CPR compressions help circulate oxygen-rich blood to the brain and other vital organs, sustaining life until an AED can provide a shock that will restart a patient’s heart. CPR “buys time.” Compressions should be performed at a rate of 100-120 compressions per minute. The depth of each compression varies slightly depending on whether the patient is an adult or a child.
Depth of CPR Compressions for Adults – The 2015 CPR guidelines by the AHA recommend a depth of between 2 and 2.4 inches (5 to 6 cm) applied in the center of the chest, pushing down on the sternum and allowing the chest to recoil all the way up between compressions. One study cited by Vadeboncoeur at al. found that the outcomes of out-of-hospital cardiac arrest improved with increased depth of compressions, with a compression depth of at least 5.1 cm yielding the best outcomes. The mean depth of compressions among survivors (10.6% of the 593 sampled patients) was 53.6mm compared to 48.8 mm among non-survivors. This suggests a positive correlation between compression depth and cardiac arrest survival.
Depth of CPR Compressions for Children – The thoracic area of children is much more fragile than that of an adult. In addition to shallower compressions, the responder may need to use one hand. When administering CPR on an child, it is reasonable that responders provide compressions that depress at least one third on the chest diameter. This is about approxiamtely 1.5 inches (4 cm) for infants and 2 inches (5 cm) for prepubescent children according to the 2015 AHA CPR guidelines.

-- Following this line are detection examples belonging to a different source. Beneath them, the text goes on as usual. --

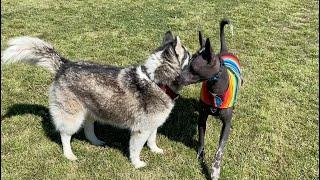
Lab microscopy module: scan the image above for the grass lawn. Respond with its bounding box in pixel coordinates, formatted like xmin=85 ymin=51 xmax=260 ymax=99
xmin=1 ymin=0 xmax=319 ymax=179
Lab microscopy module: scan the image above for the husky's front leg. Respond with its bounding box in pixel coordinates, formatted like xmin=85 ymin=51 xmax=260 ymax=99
xmin=129 ymin=130 xmax=150 ymax=168
xmin=147 ymin=129 xmax=163 ymax=154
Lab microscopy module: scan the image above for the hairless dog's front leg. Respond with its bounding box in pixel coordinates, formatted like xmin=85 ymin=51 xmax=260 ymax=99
xmin=211 ymin=108 xmax=233 ymax=179
xmin=197 ymin=108 xmax=209 ymax=161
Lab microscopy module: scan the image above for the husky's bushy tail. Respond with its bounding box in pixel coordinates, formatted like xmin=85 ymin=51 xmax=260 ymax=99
xmin=1 ymin=36 xmax=67 ymax=73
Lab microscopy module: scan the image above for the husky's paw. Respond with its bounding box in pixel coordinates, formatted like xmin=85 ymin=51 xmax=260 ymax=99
xmin=150 ymin=147 xmax=163 ymax=154
xmin=64 ymin=154 xmax=78 ymax=161
xmin=132 ymin=161 xmax=147 ymax=169
xmin=211 ymin=167 xmax=220 ymax=180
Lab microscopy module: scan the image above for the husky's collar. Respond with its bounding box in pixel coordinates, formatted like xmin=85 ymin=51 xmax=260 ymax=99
xmin=141 ymin=66 xmax=179 ymax=100
xmin=157 ymin=84 xmax=179 ymax=100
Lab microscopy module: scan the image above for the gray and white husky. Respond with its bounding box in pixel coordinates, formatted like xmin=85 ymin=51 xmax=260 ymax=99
xmin=2 ymin=31 xmax=190 ymax=168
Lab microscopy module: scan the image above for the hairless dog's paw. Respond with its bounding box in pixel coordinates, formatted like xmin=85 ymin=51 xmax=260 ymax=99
xmin=197 ymin=147 xmax=205 ymax=161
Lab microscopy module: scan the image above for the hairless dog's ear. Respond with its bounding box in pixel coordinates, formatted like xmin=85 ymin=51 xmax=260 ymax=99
xmin=162 ymin=31 xmax=174 ymax=44
xmin=199 ymin=31 xmax=205 ymax=48
xmin=203 ymin=38 xmax=213 ymax=63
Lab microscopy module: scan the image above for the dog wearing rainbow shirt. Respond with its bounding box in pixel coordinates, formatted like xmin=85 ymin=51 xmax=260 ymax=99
xmin=181 ymin=19 xmax=243 ymax=179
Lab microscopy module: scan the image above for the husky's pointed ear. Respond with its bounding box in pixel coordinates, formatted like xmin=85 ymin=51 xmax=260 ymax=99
xmin=203 ymin=38 xmax=213 ymax=63
xmin=174 ymin=36 xmax=183 ymax=57
xmin=162 ymin=31 xmax=173 ymax=44
xmin=199 ymin=31 xmax=205 ymax=48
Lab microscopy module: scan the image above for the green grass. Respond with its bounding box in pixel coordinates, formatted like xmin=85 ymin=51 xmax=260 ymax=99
xmin=1 ymin=0 xmax=319 ymax=179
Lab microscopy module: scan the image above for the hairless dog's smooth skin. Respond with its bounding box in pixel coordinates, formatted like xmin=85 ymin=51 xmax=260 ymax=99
xmin=182 ymin=19 xmax=242 ymax=179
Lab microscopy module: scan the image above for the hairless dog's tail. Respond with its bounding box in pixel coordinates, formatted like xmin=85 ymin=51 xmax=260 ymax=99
xmin=220 ymin=19 xmax=231 ymax=53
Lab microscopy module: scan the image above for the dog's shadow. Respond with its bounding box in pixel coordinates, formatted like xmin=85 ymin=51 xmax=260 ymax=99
xmin=1 ymin=98 xmax=210 ymax=179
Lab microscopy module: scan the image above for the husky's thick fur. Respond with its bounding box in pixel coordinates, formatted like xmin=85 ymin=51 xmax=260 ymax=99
xmin=2 ymin=32 xmax=190 ymax=168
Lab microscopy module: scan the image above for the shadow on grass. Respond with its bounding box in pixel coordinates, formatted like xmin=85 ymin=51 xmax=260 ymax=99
xmin=1 ymin=98 xmax=210 ymax=179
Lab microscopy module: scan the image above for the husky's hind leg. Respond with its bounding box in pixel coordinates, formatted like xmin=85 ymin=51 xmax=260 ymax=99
xmin=129 ymin=130 xmax=150 ymax=168
xmin=83 ymin=118 xmax=105 ymax=146
xmin=147 ymin=129 xmax=163 ymax=154
xmin=50 ymin=106 xmax=85 ymax=161
xmin=49 ymin=86 xmax=86 ymax=160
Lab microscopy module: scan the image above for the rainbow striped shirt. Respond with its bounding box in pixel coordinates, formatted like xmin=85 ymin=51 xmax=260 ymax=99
xmin=200 ymin=54 xmax=242 ymax=109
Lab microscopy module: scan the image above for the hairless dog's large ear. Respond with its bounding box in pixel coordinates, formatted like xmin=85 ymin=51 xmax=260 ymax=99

Many studies have indicated that the accuracy of chest compression depth, particularly in cases when CPR is performed by lay rescuers, falls outside the recommended depth. Feedback devices that measure the quality of the compressions attempt to remedy this problem. However, one study showed that a feedback device, while showing some benefit for paramedics, had a negative impact or “deleterious effect” for non-paramedic responders.